NEW YORK -- Job cuts in the U.S. auto industry may exceed the record set in 2001 as General Motors and Ford Motor Co. announce more layoffs, a report said on Monday.
GM said on Monday it will cut 30,000 jobs. With those job cuts, combined with Ford's announcement on Friday to cut 4,000 jobs, the auto industry is on track to meet, or possibly surpass, the 2001 record of 133,686 job cuts in one year, said Challenger, Gray & Christmas Inc., an employment consulting firm.
"In June, GM said it would cut 25,000 jobs between now and 2008," said James Pedderson, a spokesman for the firm. "Now that they are giving more details, the number increased to 30,000."
Challenger will count 5,000 of the announced 30,000 GM layoffs for November. The other 25,000 were previously added to the June report.

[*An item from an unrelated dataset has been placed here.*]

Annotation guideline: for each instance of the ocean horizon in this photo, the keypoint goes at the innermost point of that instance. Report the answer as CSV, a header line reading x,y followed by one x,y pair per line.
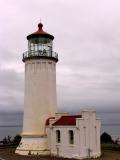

The auto industry, which includes car manufacturers, suppliers, and auto dealers, announced 89,016 job cuts through October 2005. These cuts are 123 percent more than the 39,921 announced through October 2004, the report said.
Auto part suppliers and manufacturers that rely on the automakers will be the hardest hit, John Challenger, chief executive officer of Challenger, Gray & Christmas, said in a release.
"Additionally, every town with a closing plant will see its local economy take a hit. Retailers, restaurants, real estate, home improvement stores, etc., will all see business decline," Challenger said.
The Challenger report on November job cuts will be released on Dec. 7.